2

I was working on parallel stream in java. My code is pretty simple, a map contains a two keys. I want to call a function forEach key parallely. Now for one of the key function threw exception.

I am not able to understand why function didn't execute for second key.

map.put(1,1);     
map.put(2,2);
map.entrySet().parallelStream()
                    .map(batch -> function(batch.getKey()))
                    .collect(Collectors.toList());


f(key)
      if(key==1) throw new Exception();
      System.out.print("printing: "key)
Rohit
  • 23
  • 1
  • 5
  • that's how streams work... if there is any exception, your stream processing basically stops/breaks/dies... as you use a parallel stream there might be some chance that sometimes you could also process the other entries... but that's nothing you can control... – Roland Nov 22 '18 at 10:03
  • if you want that all entries are processed, you need to write your code so that every exception within the stream processing is catched... but error handling might not always be so trivial then... – Roland Nov 22 '18 at 10:05

2 Answers2

2

If your Stream has only two elements, it's likely the stream framework will not create two threads to process those two elements.

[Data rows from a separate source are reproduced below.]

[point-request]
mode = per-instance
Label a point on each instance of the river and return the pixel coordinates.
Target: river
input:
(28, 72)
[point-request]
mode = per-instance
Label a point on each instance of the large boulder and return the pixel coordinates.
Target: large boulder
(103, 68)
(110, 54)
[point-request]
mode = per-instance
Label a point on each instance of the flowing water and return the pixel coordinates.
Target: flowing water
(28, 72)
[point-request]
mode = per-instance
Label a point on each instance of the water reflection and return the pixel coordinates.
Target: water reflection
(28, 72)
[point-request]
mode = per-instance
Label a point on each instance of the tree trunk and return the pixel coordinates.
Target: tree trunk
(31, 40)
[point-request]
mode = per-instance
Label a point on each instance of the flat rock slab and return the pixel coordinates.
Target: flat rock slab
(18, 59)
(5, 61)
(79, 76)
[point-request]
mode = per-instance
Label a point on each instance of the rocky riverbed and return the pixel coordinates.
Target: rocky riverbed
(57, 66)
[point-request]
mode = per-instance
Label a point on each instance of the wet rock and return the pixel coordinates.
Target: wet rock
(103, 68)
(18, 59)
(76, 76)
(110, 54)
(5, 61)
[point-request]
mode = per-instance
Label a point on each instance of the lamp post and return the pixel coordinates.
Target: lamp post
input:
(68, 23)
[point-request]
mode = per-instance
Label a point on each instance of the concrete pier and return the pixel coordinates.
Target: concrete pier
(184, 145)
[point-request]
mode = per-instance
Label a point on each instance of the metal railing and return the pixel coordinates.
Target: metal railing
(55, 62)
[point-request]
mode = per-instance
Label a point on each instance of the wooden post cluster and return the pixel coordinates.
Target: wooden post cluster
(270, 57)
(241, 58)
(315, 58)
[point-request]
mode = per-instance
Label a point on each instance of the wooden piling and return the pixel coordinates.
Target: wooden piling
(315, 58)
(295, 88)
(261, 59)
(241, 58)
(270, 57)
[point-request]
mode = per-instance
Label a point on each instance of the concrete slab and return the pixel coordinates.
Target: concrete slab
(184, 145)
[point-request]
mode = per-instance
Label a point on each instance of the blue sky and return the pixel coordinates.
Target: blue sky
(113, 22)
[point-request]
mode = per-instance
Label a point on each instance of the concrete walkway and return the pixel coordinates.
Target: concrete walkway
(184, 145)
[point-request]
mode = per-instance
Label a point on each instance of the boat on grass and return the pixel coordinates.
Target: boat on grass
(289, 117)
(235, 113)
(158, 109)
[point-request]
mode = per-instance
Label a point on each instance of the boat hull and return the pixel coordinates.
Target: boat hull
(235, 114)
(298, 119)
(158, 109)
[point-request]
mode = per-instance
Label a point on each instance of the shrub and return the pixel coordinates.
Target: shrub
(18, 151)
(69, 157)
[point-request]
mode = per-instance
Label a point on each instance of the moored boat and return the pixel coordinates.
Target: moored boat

Therefore, once an exception is thrown for the first element, the second won't be processed.

Actually, when I tried similar code to yours, but without the exception, I found out the 2 elements are actually processed on the main thread:

public static int function(int key) {
    System.out.print("printing: " + key + " " + Thread.currentThread ().getName () + " ");
    return key;
}

public static void main (java.lang.String[] args)
{
    HashMap<Integer,Integer> map = new HashMap<>();
    for (int i = 1 ; i <= 2 ; i ++) {
        map.put(i,i);     
    }

    map.entrySet().parallelStream()
                  .map(batch -> function(batch.getKey()))
                  .collect(Collectors.toList());
}

This output:

printing: 1 main printing: 2 main

Only when the Stream is larger, the work is split into multiple threads, so the exception thrown for one element won't affect the processing of the rest.

If I increase the size of the Stream to 5, I get:

printing: 1 ForkJoinPool.commonPool-worker-1 printing: 2 ForkJoinPool.commonPool-worker-1 printing: 3 ForkJoinPool.commonPool-worker-1 printing: 4 main printing: 5 main

So now the work is divided into two threads.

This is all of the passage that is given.